The OHIO study, on the other hand, extends the trustworthy observations from satellite photography since 1979 back into the twentieth century by analyzing historical meteorological data from locations other than the Antarctic continent. The significant link between Antarctic sea ice and regional and large-scale climatic variability, documented through a network of 30 long-term temperature and pressure records across the Southern Hemisphere, is at the heart of Fogt’s statistical reconstruction model. This new study substantially increased the duration of observed data regarding the entire continent, rather than just a specific region, and provides a year-round view rather than an annual average.
This reconstruction of Antarctic sea ice through the twentieth century provides detail not only for each season, but also for diverse places across Antarctica. When we add it all up, we have the first complete estimate of total Antarctic sea ice extent (how far the sea ice extends from the continent) back through the twentieth century.Dr. Ryan Fogt
“This reconstruction of Antarctic sea ice through the twentieth century provides detail not only for each season, but also for diverse places across Antarctica. When we add it all up, we have the first complete estimate of total Antarctic sea ice extent (how far the sea ice extends from the continent) back through the twentieth century” Fogt stated.
Regime Shift: Sea increases since 1979, and sudden declines
The most striking element of the new data is what Fogt refers to as a regime shift. “The short time span given by satellite measurements of Antarctic sea ice is truly exceptional.
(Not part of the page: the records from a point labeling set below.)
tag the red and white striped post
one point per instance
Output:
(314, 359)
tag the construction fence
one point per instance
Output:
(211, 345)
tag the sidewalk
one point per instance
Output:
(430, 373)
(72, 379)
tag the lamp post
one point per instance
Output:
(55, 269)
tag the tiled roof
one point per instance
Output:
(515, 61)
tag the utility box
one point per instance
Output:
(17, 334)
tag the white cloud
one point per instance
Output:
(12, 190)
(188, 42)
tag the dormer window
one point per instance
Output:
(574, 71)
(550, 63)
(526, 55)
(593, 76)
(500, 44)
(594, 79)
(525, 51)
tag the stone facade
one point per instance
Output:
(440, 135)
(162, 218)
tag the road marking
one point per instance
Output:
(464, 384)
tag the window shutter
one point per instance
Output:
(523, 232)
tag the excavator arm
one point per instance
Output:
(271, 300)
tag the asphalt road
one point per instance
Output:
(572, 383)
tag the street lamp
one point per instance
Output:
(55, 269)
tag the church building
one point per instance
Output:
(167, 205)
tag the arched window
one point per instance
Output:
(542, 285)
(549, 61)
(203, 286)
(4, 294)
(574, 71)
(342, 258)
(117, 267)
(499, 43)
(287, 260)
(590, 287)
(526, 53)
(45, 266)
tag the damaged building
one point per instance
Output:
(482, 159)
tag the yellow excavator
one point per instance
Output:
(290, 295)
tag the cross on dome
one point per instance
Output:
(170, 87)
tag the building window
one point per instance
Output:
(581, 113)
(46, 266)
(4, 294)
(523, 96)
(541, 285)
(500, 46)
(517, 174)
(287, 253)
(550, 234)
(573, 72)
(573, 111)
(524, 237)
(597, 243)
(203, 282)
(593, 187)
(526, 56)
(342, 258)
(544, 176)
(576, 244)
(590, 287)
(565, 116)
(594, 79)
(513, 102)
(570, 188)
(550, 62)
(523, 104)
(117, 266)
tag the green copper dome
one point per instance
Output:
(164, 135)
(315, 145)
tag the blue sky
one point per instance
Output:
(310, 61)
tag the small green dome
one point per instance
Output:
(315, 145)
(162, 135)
It is the only time since the beginning of the twentieth century when total sea ice has increased in all seasons” Fogt stated. “Over that satellite era, we have a statistically significant positive trend. Even more astounding, these gains since 1979 have been accompanied by long-term decreases in Antarctic sea ice throughout the early and middle twentieth centuries.” Similarly, ice core studies show regional elements of the decline during much of the twentieth century.
The satellite data begin in 1979, during a period when sea ice was declining throughout the first half of the twentieth century. Fogt is particularly interested in recent rises in sea ice, as well as an anomaly in 2016 and 2017 when sea ice unexpectedly fell, only to rebound by mid-2020. Sea ice conditions surrounding Antarctica are once again below average in early 2022.
Unlike the receding areas of the West Antarctic Ice Sheet, Antarctic sea ice, according to Fogt, is ice that floats on the ocean and melts and reforms as the seasons change. Because it floats in the ocean, the melting and refreezing have little effect on sea level.
“2016 was a year that really astonished all of us, because the ice around Antarctica had been rising, albeit slowly,” Fogt remarked. “And then, suddenly, it plunged, and it was this huge loss that we had never seen in the observation record, and it stayed below average all the way up to mid-2020. Then it kind of returned to normal, but only for a little while.”
“These latest Antarctic sea ice extent reconstructions continue to illustrate that there are changes in our climate system that we haven’t seen in nearly 150 years. The causes of these shifts – the drop in the twentieth century, the increase after 1979, and the abrupt decline in 2016 – are all unknown. However, we’ve recently witnessed something quite dramatic “He stated. “Our new data collection has the potential to significantly improve our understanding of what causes changes in Antarctic sea ice over far longer durations. That is the effort that we, as a scientific society, must begin right away.”
Early in his career, Fogt undertook fieldwork in Antarctica and stated that he knew in graduate school that he intended to devote his life investigating the continent. And he adores penguins.
“I indicated that sea ice has no effect on sea level rising. So, why are we worried about the sea ice around Antarctica? For starters, it has an impact on ecosystems. Antarctic penguins and seals are similar to polar bears in the Arctic. They are heavily dependent on the amount of sea ice. Sea ice changes are also linked to ocean circulation, which includes the creation of thick water that can sink to the ocean floor. Changes in the seas around Antarctica can have far-reaching consequences “Fogt stated.